Journal of the American Chemical Society, Vol.132, No.46, 16689-16699, 2010
Hydrogen-Bonding-Promoted Oxidative Addition and Regioselective Arylation of Olefins with Aryl Chlorides
The first, general, and highly efficient catalytic system that allows a wide range of activated and inactivated aryl chlorides to couple regioselectively with olefins has been developed. The Heck arylation reaction is likely to be controlled by the oxidative addition of ArCl to Pd(0). Hence, an electron-rich diphosphine, 4-MeO-dppp, was introduced to facilitate the catalysis.

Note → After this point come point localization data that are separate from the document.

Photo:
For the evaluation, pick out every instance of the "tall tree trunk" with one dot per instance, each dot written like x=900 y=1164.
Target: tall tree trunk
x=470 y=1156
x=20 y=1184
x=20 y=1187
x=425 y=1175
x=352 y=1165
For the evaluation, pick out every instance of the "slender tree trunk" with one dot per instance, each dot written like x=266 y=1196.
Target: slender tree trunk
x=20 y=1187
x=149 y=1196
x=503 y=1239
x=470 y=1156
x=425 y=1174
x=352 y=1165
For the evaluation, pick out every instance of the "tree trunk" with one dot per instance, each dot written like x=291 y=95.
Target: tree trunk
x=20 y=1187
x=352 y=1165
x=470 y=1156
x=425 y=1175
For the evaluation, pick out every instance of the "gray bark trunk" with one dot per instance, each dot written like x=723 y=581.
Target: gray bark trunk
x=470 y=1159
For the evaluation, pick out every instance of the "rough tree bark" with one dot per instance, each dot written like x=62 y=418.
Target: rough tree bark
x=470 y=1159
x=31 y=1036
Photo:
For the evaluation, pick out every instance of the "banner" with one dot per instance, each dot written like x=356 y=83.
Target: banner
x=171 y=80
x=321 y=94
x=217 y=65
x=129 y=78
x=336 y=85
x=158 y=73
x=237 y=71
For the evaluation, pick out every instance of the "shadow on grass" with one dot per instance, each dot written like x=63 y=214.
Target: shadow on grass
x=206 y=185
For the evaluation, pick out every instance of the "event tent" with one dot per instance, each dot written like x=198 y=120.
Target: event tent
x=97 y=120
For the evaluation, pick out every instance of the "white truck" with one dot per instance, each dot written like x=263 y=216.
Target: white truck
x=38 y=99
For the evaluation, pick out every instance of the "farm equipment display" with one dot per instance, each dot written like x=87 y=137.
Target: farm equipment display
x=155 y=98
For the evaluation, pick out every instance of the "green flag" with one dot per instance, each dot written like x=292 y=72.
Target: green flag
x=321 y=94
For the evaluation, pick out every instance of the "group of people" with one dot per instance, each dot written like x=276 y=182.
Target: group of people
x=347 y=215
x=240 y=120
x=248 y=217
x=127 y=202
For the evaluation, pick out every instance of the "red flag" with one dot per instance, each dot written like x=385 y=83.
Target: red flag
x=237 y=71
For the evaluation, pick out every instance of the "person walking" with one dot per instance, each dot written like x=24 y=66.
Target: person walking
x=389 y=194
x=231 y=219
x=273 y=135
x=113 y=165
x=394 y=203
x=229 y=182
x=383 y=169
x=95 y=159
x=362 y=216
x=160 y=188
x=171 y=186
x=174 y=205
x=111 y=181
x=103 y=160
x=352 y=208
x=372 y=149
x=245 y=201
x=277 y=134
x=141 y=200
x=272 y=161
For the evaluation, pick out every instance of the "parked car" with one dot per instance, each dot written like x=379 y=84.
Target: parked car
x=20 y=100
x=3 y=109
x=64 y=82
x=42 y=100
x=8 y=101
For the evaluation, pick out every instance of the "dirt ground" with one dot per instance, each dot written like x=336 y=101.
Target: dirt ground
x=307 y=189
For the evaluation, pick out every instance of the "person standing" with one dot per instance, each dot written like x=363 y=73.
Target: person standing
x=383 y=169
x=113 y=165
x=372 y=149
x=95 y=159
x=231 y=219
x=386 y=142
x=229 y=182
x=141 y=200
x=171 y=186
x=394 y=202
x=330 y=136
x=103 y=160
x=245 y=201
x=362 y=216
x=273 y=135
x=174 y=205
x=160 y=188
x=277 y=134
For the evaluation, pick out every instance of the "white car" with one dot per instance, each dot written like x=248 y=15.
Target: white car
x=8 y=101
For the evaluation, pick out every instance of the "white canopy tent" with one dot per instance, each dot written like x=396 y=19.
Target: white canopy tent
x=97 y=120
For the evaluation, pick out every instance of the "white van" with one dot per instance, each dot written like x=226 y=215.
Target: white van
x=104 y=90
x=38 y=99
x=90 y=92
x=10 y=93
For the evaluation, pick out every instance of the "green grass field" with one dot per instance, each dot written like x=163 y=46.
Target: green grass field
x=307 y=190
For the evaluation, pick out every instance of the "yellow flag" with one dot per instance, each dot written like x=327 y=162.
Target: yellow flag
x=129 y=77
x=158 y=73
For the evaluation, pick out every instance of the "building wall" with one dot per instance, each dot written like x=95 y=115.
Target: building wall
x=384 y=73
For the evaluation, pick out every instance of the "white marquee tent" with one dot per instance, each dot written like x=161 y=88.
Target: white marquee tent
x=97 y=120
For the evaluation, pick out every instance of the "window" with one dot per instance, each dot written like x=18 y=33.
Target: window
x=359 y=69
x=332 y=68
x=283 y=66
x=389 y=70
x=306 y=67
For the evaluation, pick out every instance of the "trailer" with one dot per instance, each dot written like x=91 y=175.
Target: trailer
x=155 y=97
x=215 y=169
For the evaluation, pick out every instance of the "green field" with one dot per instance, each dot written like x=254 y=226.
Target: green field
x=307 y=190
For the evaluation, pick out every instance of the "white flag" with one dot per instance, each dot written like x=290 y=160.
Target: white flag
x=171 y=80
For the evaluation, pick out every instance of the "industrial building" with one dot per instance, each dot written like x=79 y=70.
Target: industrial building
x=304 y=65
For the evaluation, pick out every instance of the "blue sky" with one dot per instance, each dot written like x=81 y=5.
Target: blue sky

Solvent choice is critical, however; only sluggish arylation is observed in DMF or DMSO, whereas the reaction proceeds well in ethylene glycol at 0.1-1 mol % catalyst loadings, displaying excellent regioselectivity. Mechanistic evidence supports that the arylation is turnover-limited by the oxidative addition step and, most importantly, that the oxidative addition is accelerated by ethylene glycol, most likely via hydrogen bonding to the chloride at the transition state as shown by DFT calculations. Ethylene glycol thus plays a double role in the arylation, facilitating oxidative addition and promoting the subsequent dissociation of chloride from Pd(II) to give a cationic Pd(II)-olefin species, which is key to the regioselectivity observed.